The author's preface to this substantial volume explains that its purpose is not to blind the reader with photographic technical information, but rather to offer mountain photography as a 'sport of hobby (which will) add enormously to ... appreciation of the scenery and enjoyment...'. The joys of the Alps were first exploited in the mid-19th century, the area becoming increasingly accessible with the growth of railway travel and (by the 1920s) air travel also. This book, compiled in 1927, would have appealed to the many visitors then venturing into a Europe only recently devastated by the Great War, and rediscovering its possibilities for relaxation and entertainment. Photography was also a popular art form, and the book does in fact offer some practical advice for the keen amateur practitioner.
(Ernest) Arthur Gadner (1878-1972) was an English writer who inherited an interest in medieval art and excellent photographic skills from his father, the antiquary Samuel Gardner. He published a number of books on medieval architecture and sculpture, illustrated with many photographs of monuments and important buildings, travelling all over the British Isles and the Continent in pursuance of this interest. He was greatly impressed by the grandeur of the Alps, as his book proves.
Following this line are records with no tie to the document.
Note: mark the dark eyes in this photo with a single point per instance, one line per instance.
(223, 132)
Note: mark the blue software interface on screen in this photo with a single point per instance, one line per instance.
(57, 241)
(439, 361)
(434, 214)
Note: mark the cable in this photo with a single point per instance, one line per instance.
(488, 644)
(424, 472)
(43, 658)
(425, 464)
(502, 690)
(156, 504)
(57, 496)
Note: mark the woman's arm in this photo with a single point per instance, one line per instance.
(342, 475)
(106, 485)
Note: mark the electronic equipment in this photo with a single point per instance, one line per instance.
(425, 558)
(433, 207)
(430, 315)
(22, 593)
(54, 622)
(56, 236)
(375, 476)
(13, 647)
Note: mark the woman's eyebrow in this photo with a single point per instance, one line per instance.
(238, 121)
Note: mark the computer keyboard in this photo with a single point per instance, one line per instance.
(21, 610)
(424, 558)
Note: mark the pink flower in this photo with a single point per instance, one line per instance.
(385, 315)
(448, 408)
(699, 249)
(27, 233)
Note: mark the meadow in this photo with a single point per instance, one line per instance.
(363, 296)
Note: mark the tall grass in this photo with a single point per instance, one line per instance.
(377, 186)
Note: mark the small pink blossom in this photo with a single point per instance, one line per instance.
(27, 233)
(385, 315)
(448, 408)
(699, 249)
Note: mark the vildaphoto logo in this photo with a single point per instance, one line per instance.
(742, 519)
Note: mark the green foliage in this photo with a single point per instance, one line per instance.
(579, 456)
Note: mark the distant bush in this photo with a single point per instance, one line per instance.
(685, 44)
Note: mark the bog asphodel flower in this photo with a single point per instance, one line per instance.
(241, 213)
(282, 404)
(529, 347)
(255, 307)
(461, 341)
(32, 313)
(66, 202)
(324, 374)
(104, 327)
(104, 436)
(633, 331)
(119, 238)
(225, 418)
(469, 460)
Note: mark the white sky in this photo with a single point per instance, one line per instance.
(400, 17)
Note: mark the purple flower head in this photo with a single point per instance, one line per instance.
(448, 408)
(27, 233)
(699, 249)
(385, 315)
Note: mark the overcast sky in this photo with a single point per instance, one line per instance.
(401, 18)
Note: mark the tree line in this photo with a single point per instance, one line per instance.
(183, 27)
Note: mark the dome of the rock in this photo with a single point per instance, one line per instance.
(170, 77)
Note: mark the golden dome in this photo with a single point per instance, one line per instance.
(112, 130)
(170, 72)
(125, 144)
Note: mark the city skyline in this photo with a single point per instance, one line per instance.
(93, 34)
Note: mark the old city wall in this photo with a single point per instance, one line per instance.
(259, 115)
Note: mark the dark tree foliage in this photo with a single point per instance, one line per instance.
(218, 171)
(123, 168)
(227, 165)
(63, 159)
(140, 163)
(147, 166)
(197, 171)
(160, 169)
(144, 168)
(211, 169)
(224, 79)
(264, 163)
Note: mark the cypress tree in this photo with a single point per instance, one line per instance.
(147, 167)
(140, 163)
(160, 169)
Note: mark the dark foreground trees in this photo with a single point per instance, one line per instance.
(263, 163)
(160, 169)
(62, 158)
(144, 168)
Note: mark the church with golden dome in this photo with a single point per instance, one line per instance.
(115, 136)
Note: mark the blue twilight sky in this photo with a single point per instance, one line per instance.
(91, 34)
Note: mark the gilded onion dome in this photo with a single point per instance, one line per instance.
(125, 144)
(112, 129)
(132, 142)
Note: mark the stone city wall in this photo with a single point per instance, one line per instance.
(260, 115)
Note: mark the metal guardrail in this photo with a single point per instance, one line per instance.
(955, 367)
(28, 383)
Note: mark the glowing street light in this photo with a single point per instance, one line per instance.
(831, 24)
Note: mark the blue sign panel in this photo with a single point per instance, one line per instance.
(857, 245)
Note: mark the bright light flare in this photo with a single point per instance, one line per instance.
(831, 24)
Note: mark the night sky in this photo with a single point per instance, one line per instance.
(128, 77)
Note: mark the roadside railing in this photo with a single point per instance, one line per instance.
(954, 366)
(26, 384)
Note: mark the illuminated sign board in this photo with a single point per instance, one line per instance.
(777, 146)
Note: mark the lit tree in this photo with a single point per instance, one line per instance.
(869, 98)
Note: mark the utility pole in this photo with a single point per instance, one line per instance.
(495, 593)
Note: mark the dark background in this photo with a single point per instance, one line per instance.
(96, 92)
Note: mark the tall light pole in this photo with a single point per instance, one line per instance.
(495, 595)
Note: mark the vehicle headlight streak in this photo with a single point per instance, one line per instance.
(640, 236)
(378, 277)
Our copy is in excellent general condition, protected by a good dust jacket showing only slight staining towards the lower part of the front cover/spine, and itself protected by an undamaged plastic cover. The book itself is bound in green cloth with gilt lettering and a motif on the front, and title etc in gilt letters on the spine. There are no external signs of wear or use. Inside, the binding is firm with no loose pages; pages are rough cut; page tops gilt. There is some light spotting and browning, particularly of earlier pages, but most of the book is clean and bright. There are 155 B/W photographs, the frontispiece being protected by a tissue guard which is quite badly spotted. A particularly charming pencilled gift inscription dated 2003 is on the front fep.